Jordan has experienced several flash floods in recent years, causing property damage and fatalities. Because of the high rates of urbanization since the 1950s, flash flood damage is more likely and the risk to infrastructure and people is increasing. However, the contribution of land use and land cover changes (LULCC) to flash flood risk in urban areas is still poorly understood. Our aims were, therefore, to (i) examine LULCC and urbanization trends and their drivers in Amman, the capital of Jordan (ii) simulate future land cover trends and (iii) investigate the impact of urban expansion on flash flood related damages in the past, present and future.

A mixed-method approach combining quantitative (remote sensing, statistical modelling) and qualitative methods (semi-structured interviews and stakeholder workshops) was used. Past long-term LULCC from 1968 to 2021 were analyzed via object-based classification of panchromatic Corona and multispectral Spot images. Semi-structured expert interviews were conducted to explore historic and current LULCC drivers and their dynamics. The simulation of future land cover trends was based on past LULCC and the identified main drivers using an MLP-MC model then refined with local experts’ knowledge of future urban planning through stakeholder workshops. The resulting LULC-maps were used in hydrological modeling with HEC-HMS to assess LULCC effects on runoff generation.
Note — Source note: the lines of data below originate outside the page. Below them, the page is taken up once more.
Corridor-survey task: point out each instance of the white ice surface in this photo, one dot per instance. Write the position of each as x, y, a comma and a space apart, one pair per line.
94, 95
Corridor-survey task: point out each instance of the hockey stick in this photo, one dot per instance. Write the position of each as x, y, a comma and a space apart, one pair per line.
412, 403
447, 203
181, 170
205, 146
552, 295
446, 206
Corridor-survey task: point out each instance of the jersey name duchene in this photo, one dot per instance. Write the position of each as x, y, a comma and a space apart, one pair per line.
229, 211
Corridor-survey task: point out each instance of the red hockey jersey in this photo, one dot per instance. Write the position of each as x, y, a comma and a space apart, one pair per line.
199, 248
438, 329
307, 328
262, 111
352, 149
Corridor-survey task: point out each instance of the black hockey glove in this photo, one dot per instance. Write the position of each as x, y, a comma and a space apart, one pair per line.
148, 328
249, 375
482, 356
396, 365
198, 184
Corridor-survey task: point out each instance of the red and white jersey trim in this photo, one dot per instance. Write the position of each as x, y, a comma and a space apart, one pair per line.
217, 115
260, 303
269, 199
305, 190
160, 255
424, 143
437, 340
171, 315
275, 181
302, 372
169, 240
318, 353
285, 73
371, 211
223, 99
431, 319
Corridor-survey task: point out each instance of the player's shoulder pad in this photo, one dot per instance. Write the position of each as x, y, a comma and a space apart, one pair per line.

In the last six decades, the built-up area in Amman's watershed has increased significantly, by a total of 203 km² between 1968 and 2021 (from 20 km² to 223 km²). This trend was mainly at the expense of rainfed cultivated plots and green retention areas (157 km² from 1968 to 2021), resulting in reduced water infiltration and accelerated rates of runoff. The LULCC and urbanization patterns stem from intricate feedback loops involving various socio-economic and bio-physical drivers. Key urbanization drivers include demographic trends (population growth and density), topographic conditions (slope, elevation) as well as the accessibility and location of an area (density of former built-up area, distance to formal/informal refugee settlements, major roads, built-up areas, city centers, and employment hubs). The inadequate policy interventions coupled with mismanagement and unbalanced land-use allocations highly influenced the urbanization pattern that has favored the loss of retention areas in the past. For future land cover changes, the conducted stakeholder workshops revealed that development plans will focus particularly on the dry eastern region of Amman’s watershed (areas that generally receive less rainfall). However, measures and actionable plans to maintain the remaining retention areas are still lacking. The simulated future land cover trend indicates a continued loss of retention areas while areas prone to flash floods will increase emphasizing an urgent need to integrate flash flood risk management in urban development plans. Here, our LULCC analysis gives decision support for urban planners, especially for spatial planning and allocation of future measures and retention areas.